The second problem with this visit has been the continuing farce of trying to buy the apartment next door. The latest on that score is this...we have the notaio, Ms. Cherubini, who is the most assertive, driven Italian woman I have met, trying to contact the lawyer of the mother of Max who has suddenly not answered our calls or emails. Ms. Cherubini was very incensed that the lawyer has not responded to us. Matteo's lawyer has also sent an email to their lawyer basically saying WTF. On Tuesday Manuele is going to Perugia to check the records to make sure that the estate of Max has been closed. If at the end of this coming week (things always happen the week after we leave) we confirm that the estate has been closed, we will demand they show up for the close as required by law. If we then get no response, we will demand our money back, and double for the penalty. This is our right by Italian law. It is all so confusing to me. We thought the problem would be the grandmother, but she is totally ready to sell, even saying she would sign the papers in the hospital. The problem is the mother, whose attorney now has suddenly gone MIA. We don't know if she is on vacation, busy, or stalling. Weird. In the mean time, we will look at another apartment today, and see if there is a possibility we would buy that. If we do buy it, we would need to sell our current apartment, which makes both Gary and me sad because the view is so great, we have restored exactly to American tastes. Oh, well we will see.

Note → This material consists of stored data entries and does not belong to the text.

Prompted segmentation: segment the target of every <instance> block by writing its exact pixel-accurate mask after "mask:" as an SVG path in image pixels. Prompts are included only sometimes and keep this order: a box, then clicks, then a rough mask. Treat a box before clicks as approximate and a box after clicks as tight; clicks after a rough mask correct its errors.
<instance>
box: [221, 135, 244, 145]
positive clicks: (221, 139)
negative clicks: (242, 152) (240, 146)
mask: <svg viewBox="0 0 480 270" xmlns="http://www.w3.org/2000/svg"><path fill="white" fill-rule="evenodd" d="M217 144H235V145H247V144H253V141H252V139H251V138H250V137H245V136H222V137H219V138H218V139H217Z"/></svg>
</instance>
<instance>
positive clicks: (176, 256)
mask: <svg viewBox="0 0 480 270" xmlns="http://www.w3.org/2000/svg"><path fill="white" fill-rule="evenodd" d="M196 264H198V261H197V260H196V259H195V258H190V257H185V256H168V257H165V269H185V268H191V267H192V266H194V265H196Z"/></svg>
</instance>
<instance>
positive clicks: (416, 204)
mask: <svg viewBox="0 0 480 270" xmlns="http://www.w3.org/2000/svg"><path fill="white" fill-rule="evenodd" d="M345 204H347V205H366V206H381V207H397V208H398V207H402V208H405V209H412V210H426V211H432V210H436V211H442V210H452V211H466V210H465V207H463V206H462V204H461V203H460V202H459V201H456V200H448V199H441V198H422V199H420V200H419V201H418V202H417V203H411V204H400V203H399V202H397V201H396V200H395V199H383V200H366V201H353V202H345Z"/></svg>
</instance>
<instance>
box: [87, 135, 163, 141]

So I begin to pack up here with an overwhelming feeling of incompletion. We have been in this state for over a year. I know I should just "be" here now, but it is really hard for me. The Stoic One is doing much better at playing the wait and see game. I feel discouraged and slightly depressed. Manuele has picked up on this and has told me that he can tell I am down in the dumps...wonder what the Italian expression is for that? They have such a view of the long term in Italy. If things don't happen in this generation, then you look to the next generation of your children, and see that it will happen for them. Needless to say, this is not my point of view.
Ambiguity has never been a place where I reside with ease. Better a bad answer now than a good answer another year from now. We could of course just keep this little apartment and live here, but it is too small, we have no storage for a full time life here. This apartment is great as a vacation home, but to think of retiring here permanently, with no additional space, just won't work.
With this uncertainty hanging over my head, it is difficult to set a routine on how our life will be here. We are always "on vacation" either with guests coming and going, or with our own sense of impermanence. It is hard for me to vision my life here without my life in California as a balance. It sometimes seems as if I get right to the brink of a commitment to moving to Italy permanently, and then I get scared, and think what if we move here and I am unhappy here, etc. etc. The Stoic One of course says if we aren't happy we will change. Ambiguity gives me time to brood and worry. I suppose this is true of others as well, but I am a worrier by nature, and busyness and action helps overcome some of that anxiety. So the fact is I am both looking forward to going back to California and not wanting to leave here with the story still not ended. I look forward to the weather in Oakland, seeing crazy Luca, being on the same time zone as my friends and seeing my sister in August. In addition Manuele and family will come to California to see us the first of September, which I will write about for sure.
They say most expats go into a depression after a year in the new country. I wonder if I am going into mine now, and will avert it in the upcoming years. Now that is a happy thought. If we like the apartment today, I will post pictures.